The first challenge is the land cover changes between Ref and LR images. Unlike the natural image domain, where Ref images are collected through image retrieval or captured from different viewpoints, Ref and LR images in remote sensing scenarios utilize geographic information to match the same location. Existing methods implicitly capture the land cover changes between LR and Ref images by adaptive learning or attention-based transformers. However, the underuse or misuse problems of Ref information still exist in these methods.
The second challenge is the large spatial resolution gaps between remote sensing sensors (e.g., 8× to 16×). Existing RefSR methods are usually based on the generative adversarial network (GAN) and designed for a 4× scaling factor. They can hardly reconstruct and transfer the details in the face of large-factor super-resolution. In recent years, conditional diffusion models have demonstrated greater effectiveness in image super-resolution and reconstruction than GAN. A straightforward way to boost RefSR is to use LR and Ref images as conditions for the diffusion model. To effectively utilize the reference information, some methods inject Ref information into the blocks of the denoising networks. However, they implicitly model the relationship between LR and Ref images for denoising, leading to ambiguous usage of Ref information and content fidelity limitation.

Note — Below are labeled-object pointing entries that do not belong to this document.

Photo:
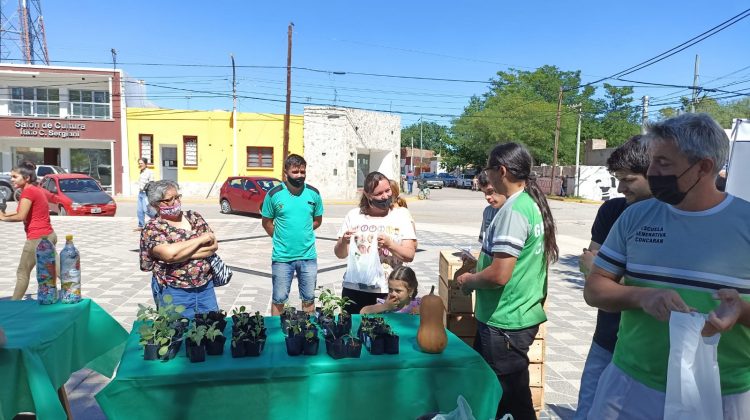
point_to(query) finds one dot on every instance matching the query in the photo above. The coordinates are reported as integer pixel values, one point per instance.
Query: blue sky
(469, 40)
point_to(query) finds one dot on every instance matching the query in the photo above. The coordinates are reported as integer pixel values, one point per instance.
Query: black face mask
(296, 182)
(665, 187)
(382, 204)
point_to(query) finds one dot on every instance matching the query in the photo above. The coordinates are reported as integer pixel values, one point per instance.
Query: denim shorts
(195, 300)
(282, 274)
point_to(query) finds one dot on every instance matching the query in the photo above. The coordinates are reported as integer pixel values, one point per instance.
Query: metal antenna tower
(22, 37)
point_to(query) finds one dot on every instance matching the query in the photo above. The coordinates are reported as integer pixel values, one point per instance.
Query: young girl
(402, 294)
(33, 211)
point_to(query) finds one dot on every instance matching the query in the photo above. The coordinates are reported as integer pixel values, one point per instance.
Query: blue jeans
(195, 300)
(597, 360)
(142, 209)
(282, 274)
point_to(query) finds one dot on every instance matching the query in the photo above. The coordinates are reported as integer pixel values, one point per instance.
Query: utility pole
(288, 90)
(695, 83)
(557, 140)
(421, 151)
(234, 118)
(579, 107)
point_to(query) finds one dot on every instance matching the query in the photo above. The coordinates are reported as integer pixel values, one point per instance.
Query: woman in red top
(33, 211)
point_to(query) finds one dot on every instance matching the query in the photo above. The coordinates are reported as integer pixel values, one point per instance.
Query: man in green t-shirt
(291, 212)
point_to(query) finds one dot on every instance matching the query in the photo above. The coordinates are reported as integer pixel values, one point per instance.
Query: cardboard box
(536, 351)
(463, 325)
(536, 375)
(454, 299)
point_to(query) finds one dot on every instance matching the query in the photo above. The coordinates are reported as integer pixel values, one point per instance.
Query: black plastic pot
(354, 348)
(238, 349)
(391, 344)
(216, 347)
(311, 346)
(150, 352)
(254, 348)
(295, 345)
(197, 354)
(336, 348)
(376, 346)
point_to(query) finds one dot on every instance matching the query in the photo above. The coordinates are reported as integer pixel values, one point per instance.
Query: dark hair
(294, 160)
(371, 181)
(518, 162)
(407, 275)
(631, 156)
(27, 170)
(482, 179)
(397, 194)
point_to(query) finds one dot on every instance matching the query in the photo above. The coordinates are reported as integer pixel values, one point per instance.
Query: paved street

To alleviate the above issues, we introduce land cover change priors to improve the effectiveness of reference feature usage and the faithfulness of content reconstruction (as shown in Figure 1). Benefiting from the development of remote sensing change detection (CD), we can use off-the-shelf CD methods to effectively capture land cover changes between images of different spatial resolutions. On the one hand, the land cover change priors enhance the utilization of reference information in unchanged areas. On the other hand, the changed land cover classes can guide the reconstruction of semantically relevant content in changed areas. Furthermore, according to the land cover change priors, we can decouple the semantics-guided denoising and reference texture-guided denoising in an iterative way to improve the model performance. To illustrate the effectiveness of the proposed method, we perform experiments on two datasets using two large scaling factors. Our method achieves state-of-the-art performance. In summary, our contributions are summarized as follows:
• We introduce the land cover change priors in RefSR to improve the content fidelity of reconstruction in changed areas and the effectiveness of texture transfer in unchanged areas, building bridges across spatial and temporal resolutions in remote sensing scenarios.
• We propose a novel RefSR method named Ref-Diff that injects the land cover change priors into the conditional diffusion model by the change-aware denoising model, enhancing the model’s effectiveness in largefactor super-resolution.
• Experimental results demonstrate that the proposed method outperforms the existing SOTA RefSR methods in both quantitative and qualitative aspects.